A population-based assessment of systemic lupus erythematosus incidence and prevalence—results and implications of using administrative data for epidemiological studies

S. Bernatsky1,2, L. Joseph1,3, C. A. Pineau2, R. Tamblyn3,4, D. E. Feldman5 and A. E. Clarke1,6

1Department of Clinical Epidemiology, McGill University Health Centre (MUHC), 2Division of Rheumatology, MUHC, 3Department of Epidemiology, Biostatistics and Occupational Health, McGill University, 4Department of Medicine, McGill University, 5École de réadaptation, Université de Montréal and 6Division of Clinical Immunology/Allergy, MUHC.

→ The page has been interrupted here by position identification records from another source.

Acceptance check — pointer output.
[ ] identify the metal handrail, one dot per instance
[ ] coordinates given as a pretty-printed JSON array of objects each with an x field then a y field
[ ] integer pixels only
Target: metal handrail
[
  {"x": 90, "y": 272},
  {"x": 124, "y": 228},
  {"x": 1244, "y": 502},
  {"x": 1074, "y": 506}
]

Correspondence to: S. Bernatsky, Division of Clinical Epidemiology, Research Institute of the McGill University Health Centre, 687 Pine Avenue West, V-Building, Montreal, Quebec, H3A 1A1, Canada. E-mail: sasha.bernatsky{at}mail.mcgill.ca


   Abstract

Objectives. To estimate (i) systemic lupus erythematosus (SLE) incidence and prevalence using multiple sources of population-based administrative data; (ii) the sensitivity and specificity of case ascertainment methods; and (iii) variation in performance of each ascertainment approach, according to patient and physician characteristics.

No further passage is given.